The Need for a Structured Approach, Elements of the Ontology Pipeline, the Pipeline as a Framework for Developing Knowledge Management Systems, and More!
Great feedback and thank you! In subsequent chapters (in my book) I will dedicate time to each stage in the pipeline, deep diving into tooling and technologies that will support the work. Introducing a high level view or even that there are supporting technologies may be necessary to set the stage for what’s to come-;) !
Jessica, this is an awesome read. I have two comments:
1. You provide a methodology for evolution. Unlike the idea of the semantic spectrum and the similar scale found in the Information Architecture book, you specifically advice on how to enable the continued refinement from the simple stage towards the knowledge graph. Keep that up, go deep in the methodological explanations of this, it’s really original.
2. You point to a tech stack. I remember your talk at Data Day Texas, and that for each stage in the pipeline, you had specific technologies that performs the task at that particular stage. Just like a data pipeline has tools for etl, manager by data engineers, your pipeline has a tooling to. Depict that in the diagrams of the ontology pipeline, it explains my first comment visually.
(I’m on danish keyboard, apologies in advance for typos)
Let's not forget the science and discipline of Terminology (not the same as "Lexicology") which is concept oriented (synonyms), multilingual, and accounts for semantic relations, both taxonomies and ontologies. The essential principles of concept orientation, synonyms and variants, term (word/expression/microcontent) autonomy, concept relations, in multiple languages, have been practiced for decades. This is very close to knowledge graphs.

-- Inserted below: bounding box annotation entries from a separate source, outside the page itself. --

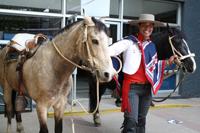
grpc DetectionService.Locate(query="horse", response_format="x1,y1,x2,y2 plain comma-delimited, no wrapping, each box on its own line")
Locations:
88,27,196,126
0,17,115,133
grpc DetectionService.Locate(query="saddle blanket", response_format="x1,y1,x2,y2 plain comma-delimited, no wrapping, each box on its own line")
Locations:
11,33,35,51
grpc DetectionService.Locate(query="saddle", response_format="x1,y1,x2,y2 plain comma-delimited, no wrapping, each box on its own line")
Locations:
7,33,47,60
6,33,47,112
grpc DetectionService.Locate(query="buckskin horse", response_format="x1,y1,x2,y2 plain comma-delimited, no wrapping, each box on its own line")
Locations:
0,17,115,133
89,26,196,126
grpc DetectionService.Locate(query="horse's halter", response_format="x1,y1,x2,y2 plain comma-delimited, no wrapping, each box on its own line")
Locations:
169,35,195,66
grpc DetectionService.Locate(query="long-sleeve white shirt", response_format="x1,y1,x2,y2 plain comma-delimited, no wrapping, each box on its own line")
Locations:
109,39,142,74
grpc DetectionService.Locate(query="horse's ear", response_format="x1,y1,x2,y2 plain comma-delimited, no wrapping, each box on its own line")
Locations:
84,16,95,26
167,23,170,32
167,23,172,35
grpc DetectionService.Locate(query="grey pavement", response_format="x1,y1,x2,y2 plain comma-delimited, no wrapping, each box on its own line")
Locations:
0,96,200,133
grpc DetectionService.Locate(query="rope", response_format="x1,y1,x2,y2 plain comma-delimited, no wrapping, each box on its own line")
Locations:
152,68,185,102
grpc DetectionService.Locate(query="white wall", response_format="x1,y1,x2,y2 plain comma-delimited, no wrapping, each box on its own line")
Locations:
0,0,61,9
81,0,110,17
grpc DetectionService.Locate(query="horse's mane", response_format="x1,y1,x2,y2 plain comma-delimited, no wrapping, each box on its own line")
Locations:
151,28,186,42
54,17,109,37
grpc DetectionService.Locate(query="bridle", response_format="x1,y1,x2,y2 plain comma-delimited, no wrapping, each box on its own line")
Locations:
168,35,195,66
152,35,195,102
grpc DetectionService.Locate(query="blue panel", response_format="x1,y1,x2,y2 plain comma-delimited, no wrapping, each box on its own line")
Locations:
3,33,15,40
160,64,176,90
160,75,176,90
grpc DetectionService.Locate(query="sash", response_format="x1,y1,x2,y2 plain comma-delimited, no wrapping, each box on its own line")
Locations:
121,35,166,112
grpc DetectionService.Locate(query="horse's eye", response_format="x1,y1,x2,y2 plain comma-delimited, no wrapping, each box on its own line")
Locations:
92,39,99,45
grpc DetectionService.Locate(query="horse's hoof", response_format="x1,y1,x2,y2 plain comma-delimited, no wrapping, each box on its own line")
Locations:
93,114,101,127
15,96,27,112
115,99,121,107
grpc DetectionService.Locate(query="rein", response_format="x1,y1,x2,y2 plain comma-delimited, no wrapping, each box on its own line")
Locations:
152,35,195,102
152,67,185,102
168,35,195,65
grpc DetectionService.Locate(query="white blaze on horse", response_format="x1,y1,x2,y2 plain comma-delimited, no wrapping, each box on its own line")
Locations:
0,17,115,133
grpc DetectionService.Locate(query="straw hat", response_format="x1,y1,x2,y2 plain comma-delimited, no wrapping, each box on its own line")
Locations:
128,14,165,27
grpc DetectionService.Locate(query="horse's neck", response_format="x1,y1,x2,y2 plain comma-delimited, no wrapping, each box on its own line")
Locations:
52,22,81,63
152,33,171,60
33,22,82,77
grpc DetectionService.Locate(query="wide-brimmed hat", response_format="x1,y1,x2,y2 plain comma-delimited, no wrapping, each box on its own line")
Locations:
128,14,165,27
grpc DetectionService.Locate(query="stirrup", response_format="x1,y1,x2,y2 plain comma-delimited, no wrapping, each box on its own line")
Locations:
15,96,28,112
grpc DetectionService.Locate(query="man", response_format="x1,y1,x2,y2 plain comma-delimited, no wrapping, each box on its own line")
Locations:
109,14,174,133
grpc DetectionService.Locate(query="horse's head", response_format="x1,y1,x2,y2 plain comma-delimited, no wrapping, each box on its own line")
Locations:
168,28,196,73
77,17,114,82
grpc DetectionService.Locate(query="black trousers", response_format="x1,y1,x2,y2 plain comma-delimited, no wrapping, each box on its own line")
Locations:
122,84,152,133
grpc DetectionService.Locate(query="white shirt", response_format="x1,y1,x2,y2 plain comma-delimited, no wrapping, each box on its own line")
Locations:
109,39,142,74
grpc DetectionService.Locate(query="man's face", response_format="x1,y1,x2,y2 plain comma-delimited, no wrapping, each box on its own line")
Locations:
139,22,154,39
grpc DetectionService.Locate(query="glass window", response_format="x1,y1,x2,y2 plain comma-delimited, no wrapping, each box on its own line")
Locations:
124,0,178,23
0,0,62,13
110,0,119,18
0,15,61,40
66,0,81,15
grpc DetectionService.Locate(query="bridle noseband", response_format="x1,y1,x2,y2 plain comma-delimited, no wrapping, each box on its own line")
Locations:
168,35,195,66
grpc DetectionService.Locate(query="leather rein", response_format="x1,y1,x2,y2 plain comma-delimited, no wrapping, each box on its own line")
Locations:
152,35,195,102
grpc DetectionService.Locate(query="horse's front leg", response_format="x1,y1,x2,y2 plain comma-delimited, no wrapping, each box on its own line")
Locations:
89,78,106,126
16,112,24,133
36,104,48,133
53,96,67,133
3,83,14,133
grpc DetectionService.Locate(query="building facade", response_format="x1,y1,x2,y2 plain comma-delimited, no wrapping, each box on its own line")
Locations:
0,0,200,106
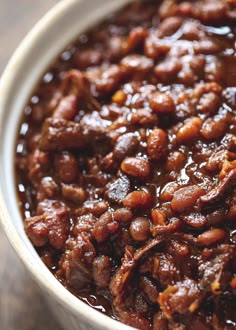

I was genuinely happy to read a text that addresses something I'm very interested in and also inspired me to create a working framework based on Library and Information Science: "The Semantic-aware SEO Workflow" (search for "SEMANTIC SEO: The Semantic-aware SEO workflow" and You will find it). I'm a library science student here in Brazil, and I've worked with SEO since 2008. When I first learned about a Librarian's work organizing information, I immediately saw the connection with information retrieval on the Web, which is what Google and other search engines do. It seems more than logical to me now, but at the time it was a mind-blowing discovery! Since I started university, I've been making connections between Library Science and SEO, which led to the creation of "The Semantic-aware SEO Workflow" described in the book I mentioned. It's truly invigorating to see that my work can be useful to websites that want to perform well on LLM-powered agents too.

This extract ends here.